Lobodiscus Temporal range: 550–545 Ma PreꞒ Ꞓ O S D C P T J K Pg N ↓

Scientific classification
- Kingdom: Animalia
- Phylum: †Trilobozoa
- Genus: †Lobodiscus Zhao et al., 2024
- Species: †L. tribrachialis
- Binomial name: †Lobodiscus tribrachialis Zhao et al., 2024

= Lobodiscus =

- Genus: Lobodiscus
- Species: tribrachialis
- Authority: Zhao et al., 2024
- Parent authority: Zhao et al., 2024

Extinct genus of trilobozoan

Lobodiscus is an extinct genus of Ediacaran trilobozoans from China, discovered early in 2024. The genus contains a single species, Lobodiscus tribrachialis.

== Description ==

Lobodiscus is a large trilobozoan measuring roughly 3.5 cm in diameter, with a shield-like profile and a raised centre. Its three radiating branches surround a small depression, possibly an apical pit, and are separated by roughly 120°, with the three lobes in-between having a dense mesh of bifurcating ridges radiating from the centre of the organism. It seems to be closely related to Anfesta and Albumares, as they have similar morphologies including bifurcating ridges and long structures exhibiting glide reflection that may represent digestive cavities. However, unlike Albumares, Lobodiscus does not show distal separation in its lobes, and has far larger "digestive cavities" than both hypothetical relatives, as well as these cavities not being glide reflected in Anfesta.

== Etymology ==

The genus name derives from lobus, meaning "lobed" and discus, meaning "disc", denoting the disc-like body with radiating lobes.
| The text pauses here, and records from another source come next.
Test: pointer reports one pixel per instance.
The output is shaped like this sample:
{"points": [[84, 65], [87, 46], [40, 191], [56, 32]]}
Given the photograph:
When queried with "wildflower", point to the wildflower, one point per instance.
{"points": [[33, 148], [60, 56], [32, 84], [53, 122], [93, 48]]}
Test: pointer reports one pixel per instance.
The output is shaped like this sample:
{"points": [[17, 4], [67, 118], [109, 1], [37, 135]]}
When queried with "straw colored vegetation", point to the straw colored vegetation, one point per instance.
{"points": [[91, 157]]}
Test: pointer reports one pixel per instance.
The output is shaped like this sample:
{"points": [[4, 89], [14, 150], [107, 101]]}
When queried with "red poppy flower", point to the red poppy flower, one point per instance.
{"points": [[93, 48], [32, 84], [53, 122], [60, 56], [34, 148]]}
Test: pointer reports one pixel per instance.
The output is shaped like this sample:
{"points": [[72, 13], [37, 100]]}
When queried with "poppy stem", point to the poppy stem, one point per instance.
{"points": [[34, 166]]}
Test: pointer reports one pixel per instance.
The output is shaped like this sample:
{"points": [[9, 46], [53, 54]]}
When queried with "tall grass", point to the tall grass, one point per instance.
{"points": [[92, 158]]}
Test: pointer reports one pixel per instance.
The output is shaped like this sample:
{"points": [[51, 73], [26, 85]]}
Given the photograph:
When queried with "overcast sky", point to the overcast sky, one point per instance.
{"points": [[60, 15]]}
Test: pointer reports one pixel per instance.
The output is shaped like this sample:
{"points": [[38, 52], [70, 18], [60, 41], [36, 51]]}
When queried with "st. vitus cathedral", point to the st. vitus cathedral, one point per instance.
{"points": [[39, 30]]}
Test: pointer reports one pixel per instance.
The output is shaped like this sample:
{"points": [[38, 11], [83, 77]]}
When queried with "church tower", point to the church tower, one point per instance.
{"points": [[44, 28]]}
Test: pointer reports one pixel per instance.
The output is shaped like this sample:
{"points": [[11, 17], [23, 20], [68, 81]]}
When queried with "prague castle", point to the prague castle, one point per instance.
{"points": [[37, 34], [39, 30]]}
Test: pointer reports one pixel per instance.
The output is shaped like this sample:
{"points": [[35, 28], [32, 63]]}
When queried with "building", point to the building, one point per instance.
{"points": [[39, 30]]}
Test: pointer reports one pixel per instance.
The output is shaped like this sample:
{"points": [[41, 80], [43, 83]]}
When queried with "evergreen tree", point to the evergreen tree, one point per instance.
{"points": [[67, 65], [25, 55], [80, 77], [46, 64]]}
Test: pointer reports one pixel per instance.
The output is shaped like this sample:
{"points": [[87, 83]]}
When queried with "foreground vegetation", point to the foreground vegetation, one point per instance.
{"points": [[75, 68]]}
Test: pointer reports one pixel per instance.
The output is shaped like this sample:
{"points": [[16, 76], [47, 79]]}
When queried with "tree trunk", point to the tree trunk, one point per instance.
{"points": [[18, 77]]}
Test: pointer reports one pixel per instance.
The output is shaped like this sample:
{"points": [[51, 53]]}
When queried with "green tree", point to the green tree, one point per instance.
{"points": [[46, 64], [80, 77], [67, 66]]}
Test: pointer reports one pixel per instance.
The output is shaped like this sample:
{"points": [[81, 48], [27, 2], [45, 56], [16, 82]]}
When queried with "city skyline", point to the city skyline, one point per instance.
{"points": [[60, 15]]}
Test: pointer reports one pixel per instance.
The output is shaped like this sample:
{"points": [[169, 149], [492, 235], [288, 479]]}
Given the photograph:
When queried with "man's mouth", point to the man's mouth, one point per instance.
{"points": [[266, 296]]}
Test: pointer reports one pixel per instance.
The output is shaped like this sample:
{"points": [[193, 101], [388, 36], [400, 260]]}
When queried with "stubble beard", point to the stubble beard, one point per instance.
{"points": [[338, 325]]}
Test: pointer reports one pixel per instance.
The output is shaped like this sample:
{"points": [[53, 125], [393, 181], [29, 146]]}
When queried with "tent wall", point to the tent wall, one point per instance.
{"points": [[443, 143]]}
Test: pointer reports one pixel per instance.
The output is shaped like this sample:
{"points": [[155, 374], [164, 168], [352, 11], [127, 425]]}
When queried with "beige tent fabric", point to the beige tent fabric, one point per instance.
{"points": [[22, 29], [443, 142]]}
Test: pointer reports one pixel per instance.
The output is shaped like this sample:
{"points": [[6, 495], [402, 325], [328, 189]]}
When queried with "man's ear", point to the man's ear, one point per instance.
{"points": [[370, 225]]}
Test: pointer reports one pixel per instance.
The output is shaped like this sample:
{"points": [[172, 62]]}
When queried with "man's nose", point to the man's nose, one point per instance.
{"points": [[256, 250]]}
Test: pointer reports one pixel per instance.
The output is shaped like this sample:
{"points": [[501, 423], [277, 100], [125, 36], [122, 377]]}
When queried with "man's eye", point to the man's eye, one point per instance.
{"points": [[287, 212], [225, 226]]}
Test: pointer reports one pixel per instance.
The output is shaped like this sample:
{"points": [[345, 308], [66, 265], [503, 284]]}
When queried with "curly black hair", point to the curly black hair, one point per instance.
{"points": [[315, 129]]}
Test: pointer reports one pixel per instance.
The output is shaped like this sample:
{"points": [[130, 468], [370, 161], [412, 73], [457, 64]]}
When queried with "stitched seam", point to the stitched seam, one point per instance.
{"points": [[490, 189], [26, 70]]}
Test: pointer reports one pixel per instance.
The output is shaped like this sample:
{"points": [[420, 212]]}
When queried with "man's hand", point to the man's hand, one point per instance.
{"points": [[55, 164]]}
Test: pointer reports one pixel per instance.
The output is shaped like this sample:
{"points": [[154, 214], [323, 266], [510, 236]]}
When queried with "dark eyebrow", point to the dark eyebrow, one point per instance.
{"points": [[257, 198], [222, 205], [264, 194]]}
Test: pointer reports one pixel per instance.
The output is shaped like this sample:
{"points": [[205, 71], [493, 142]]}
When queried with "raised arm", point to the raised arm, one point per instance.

Its specific name, tribrachialis, means "three-armed" referring to its trilateral symmetry.

== Occurrence ==

Lobodiscus has only been found from the holotype, KGS00228, from the Dengying Formation of Yunnan, China. As only one fossil has been found, it may be a pseudofossil. However as this explanation is unlikely due to geological and morphological reasons, it is regarded as a trilobozoan until sufficient evidence for the contrary is provided.

Estimated at 546 Ma, Lobodiscus would be the youngest known trilobozoan, being their first occurrence in the Nama biotic assemblage (550–539 Ma). It is also the first likely animal fossil from this locality.